Ryana Lucelle MacDonald-Gay (born 12 February 2004) is an English cricketer who currently plays for Surrey and Manchester Super Giants. She plays as a right-handed batter and right-arm medium bowler.

==Early life==
MacDonald-Gay was born on 12 February 2004 in Maidstone, Kent.

==Domestic career==
MacDonald-Gay made her county debut in 2019, for Kent against Sussex, taking 1/22 from her 3 overs. In 2021, she appeared in six matches as Kent won the South East Group of the Twenty20 Cup. In 2022, she was Kent's leading wicket-taker in the Twenty20 Cup, with 10 wickets at an average of 9.00. She made both her Twenty20 high score and best bowling figures in the competition, scoring 40* against Surrey and taking 4/19 against Hampshire.

MacDonald-Gay was named in the South East Stars Academy squad for the 2021 season. On 4 August, she scored 65 in a 70-run victory for the Academy over Western Storm Academy. On 30 August, it was announced that MacDonald-Gay had signed a senior contract with South East Stars, and she made her full debut for the team later that day, in a Charlotte Edwards Cup match against Central Sparks. She went on to play two further matches for the side, in the Rachael Heyhoe Flint Trophy, taking two wickets.

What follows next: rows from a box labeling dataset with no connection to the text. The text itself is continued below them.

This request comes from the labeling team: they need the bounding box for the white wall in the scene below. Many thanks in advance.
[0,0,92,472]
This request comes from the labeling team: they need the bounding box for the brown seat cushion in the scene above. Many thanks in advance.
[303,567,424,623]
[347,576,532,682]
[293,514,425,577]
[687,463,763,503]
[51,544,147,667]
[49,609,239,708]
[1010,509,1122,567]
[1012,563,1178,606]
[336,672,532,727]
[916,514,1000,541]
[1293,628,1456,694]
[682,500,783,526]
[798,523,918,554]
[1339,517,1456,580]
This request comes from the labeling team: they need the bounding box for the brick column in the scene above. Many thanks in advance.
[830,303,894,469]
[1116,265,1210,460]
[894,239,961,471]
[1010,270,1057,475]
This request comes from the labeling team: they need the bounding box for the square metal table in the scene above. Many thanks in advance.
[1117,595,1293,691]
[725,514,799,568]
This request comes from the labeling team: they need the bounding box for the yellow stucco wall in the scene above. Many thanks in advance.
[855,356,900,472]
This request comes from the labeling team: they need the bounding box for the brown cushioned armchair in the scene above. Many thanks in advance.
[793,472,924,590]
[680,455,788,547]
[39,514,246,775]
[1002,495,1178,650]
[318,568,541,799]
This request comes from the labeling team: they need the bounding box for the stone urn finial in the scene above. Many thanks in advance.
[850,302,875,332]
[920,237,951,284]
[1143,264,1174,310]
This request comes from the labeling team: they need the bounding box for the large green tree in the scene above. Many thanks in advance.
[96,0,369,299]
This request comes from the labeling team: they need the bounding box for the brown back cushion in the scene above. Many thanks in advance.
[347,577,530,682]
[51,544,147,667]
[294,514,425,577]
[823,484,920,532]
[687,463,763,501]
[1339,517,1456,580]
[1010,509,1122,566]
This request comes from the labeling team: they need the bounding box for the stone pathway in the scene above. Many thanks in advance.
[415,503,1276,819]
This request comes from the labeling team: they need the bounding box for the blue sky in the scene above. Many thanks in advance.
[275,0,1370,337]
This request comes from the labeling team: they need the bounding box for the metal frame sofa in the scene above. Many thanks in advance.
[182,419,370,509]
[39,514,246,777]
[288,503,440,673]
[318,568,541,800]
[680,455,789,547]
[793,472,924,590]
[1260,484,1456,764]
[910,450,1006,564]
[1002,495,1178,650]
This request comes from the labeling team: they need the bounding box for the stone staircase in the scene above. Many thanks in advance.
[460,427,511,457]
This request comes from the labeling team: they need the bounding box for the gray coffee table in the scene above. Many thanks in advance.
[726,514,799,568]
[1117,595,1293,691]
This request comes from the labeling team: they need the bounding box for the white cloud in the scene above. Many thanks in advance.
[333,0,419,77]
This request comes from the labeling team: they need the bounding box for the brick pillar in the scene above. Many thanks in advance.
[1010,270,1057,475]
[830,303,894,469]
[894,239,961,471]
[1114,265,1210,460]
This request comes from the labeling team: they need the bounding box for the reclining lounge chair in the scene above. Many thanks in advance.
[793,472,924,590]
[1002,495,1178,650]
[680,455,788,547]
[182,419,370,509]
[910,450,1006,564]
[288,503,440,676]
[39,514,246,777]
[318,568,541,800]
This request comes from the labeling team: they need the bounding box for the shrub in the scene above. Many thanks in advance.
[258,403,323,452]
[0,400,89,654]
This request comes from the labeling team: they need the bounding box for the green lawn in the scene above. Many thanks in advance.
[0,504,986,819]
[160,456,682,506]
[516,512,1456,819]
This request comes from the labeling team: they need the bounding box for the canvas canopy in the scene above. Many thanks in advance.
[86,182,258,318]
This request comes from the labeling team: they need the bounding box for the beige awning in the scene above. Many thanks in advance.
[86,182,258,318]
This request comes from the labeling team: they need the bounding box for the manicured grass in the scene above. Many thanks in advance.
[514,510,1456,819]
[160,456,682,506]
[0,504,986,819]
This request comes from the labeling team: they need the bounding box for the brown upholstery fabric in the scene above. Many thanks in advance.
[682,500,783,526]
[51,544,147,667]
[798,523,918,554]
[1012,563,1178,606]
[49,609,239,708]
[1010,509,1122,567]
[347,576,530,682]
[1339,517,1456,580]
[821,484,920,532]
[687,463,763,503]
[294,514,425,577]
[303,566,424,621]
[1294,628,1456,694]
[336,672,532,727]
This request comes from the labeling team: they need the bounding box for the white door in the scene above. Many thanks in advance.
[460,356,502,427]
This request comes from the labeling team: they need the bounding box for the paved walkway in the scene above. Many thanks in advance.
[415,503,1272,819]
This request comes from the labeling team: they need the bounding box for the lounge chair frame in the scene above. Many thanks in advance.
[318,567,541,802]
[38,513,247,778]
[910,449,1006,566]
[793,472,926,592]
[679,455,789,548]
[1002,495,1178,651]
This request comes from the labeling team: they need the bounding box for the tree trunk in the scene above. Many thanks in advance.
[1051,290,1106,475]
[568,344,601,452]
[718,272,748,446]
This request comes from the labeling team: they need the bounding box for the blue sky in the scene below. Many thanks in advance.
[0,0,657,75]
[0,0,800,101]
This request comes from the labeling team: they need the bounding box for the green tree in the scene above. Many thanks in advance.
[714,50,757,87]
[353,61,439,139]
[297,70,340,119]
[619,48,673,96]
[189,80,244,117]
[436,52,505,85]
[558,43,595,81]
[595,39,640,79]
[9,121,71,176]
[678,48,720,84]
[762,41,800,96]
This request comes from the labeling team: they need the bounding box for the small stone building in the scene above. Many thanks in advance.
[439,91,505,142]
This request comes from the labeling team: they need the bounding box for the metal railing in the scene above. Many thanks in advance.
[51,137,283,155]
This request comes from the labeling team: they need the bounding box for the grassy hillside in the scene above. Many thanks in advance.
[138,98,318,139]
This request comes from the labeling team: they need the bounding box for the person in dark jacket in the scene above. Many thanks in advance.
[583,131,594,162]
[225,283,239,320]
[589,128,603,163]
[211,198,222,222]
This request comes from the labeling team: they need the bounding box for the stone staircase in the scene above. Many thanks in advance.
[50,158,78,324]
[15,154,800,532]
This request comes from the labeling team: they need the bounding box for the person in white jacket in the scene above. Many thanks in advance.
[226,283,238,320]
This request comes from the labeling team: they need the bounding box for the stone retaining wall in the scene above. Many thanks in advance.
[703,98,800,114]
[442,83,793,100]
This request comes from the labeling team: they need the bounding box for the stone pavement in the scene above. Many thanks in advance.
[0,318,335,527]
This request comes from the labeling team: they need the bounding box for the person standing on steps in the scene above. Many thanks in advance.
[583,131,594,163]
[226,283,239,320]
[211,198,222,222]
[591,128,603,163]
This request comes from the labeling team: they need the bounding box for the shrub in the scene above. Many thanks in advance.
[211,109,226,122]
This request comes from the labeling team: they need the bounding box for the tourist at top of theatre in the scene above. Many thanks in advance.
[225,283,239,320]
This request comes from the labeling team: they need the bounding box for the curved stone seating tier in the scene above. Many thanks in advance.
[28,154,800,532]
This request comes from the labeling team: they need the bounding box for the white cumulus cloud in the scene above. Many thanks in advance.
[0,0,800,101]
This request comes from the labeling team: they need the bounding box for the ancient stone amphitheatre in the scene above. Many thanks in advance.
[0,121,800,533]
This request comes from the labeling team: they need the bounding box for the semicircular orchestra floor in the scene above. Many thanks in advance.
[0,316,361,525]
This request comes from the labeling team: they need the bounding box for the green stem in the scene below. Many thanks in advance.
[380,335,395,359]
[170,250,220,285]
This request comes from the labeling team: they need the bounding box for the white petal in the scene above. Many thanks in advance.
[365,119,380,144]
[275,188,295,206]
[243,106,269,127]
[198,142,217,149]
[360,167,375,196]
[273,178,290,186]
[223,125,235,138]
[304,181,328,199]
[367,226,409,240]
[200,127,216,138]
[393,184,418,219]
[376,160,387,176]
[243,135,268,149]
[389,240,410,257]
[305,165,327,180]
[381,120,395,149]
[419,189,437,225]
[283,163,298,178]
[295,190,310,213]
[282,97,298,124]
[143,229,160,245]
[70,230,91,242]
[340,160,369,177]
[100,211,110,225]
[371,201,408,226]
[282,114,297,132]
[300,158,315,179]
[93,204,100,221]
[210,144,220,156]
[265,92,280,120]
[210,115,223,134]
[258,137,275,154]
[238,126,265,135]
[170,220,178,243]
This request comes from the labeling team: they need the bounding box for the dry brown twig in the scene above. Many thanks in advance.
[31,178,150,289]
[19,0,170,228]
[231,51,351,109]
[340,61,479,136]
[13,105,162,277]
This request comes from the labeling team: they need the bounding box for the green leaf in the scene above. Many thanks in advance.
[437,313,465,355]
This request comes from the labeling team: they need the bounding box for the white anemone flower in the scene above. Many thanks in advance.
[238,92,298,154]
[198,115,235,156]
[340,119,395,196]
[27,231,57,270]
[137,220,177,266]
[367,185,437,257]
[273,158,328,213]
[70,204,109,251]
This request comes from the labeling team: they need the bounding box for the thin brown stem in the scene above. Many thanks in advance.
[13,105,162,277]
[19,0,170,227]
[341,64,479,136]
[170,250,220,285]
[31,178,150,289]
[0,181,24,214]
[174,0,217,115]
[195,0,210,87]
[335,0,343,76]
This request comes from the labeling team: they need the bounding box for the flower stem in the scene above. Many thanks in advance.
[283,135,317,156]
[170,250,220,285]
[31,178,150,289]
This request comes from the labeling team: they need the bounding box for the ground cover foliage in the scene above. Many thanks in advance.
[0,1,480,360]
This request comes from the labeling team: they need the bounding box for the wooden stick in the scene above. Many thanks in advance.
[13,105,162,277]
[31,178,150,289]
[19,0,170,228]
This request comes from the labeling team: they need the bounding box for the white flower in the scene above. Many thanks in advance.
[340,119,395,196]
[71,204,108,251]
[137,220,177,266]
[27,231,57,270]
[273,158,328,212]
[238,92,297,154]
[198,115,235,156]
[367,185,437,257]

In 2022, she played five matches for the side, across the Charlotte Edwards Cup and the Rachael Heyhoe Flint Trophy, and made her maiden List A half-century, scoring 54* against Lightning, as well as taking six wickets. She also played every match in the victorious The Hundred campaign of Oval Invincibles, taking five wickets at an average of 14.20. At the end of the 2022 season, it was announced that MacDonald-Gay had signed her first professional contract with South East Stars.

In 2023, she was South East Stars' joint-second leading wicket-taker in the Rachael Heyhoe Flint Trophy, with 15 wickets at an average of 23.60. She also took 8 wickets for Oval Invincibles in The Hundred, including taking 4/16 against Manchester Originals. In 2024, she played 21 matches for South East Stars, across the Rachael Heyhoe Flint Trophy and the Charlotte Edwards Cup, taking 29 wickets with a best bowling of 5/31.

MacDonald-Gay was named Emerging Cricketer of the Year at the 2024 Cricket Writers' Club Awards.

On 27 May 2026, MacDonald-Gay took 6/11 against Durham in a T20 Blast match at The Oval to record the best bowling figures in women's domestic T20 cricket.

==International career==
In October 2022, MacDonald-Gay was selected in the England Under-19 squad for the 2023 ICC Under-19 Women's T20 World Cup. She played six matches in the tournament, taking four wickets and scoring 72 runs.

On 25 June 2024, MacDonald-Gay received her first call-up to the senior England squad for a home three-match one-day international series against New Zealand.

After not playing in the New Zealand series, MacDonald-Gay made her One Day International debut for England against Ireland at Stormont in Belfast on 7 September 2024, taking 1/30 in the eight overs she bowled.

She received a late call-up into the Test match squad for England's multi-format tour of South Africa in November 2024. MacDonald-Gay was selected in the starting XI to make her Test match debut on 15 December 2024. Having taken two wickets during the game, she was included in the England squad for the Test match part of the 2025 Women's Ashes series in Australia.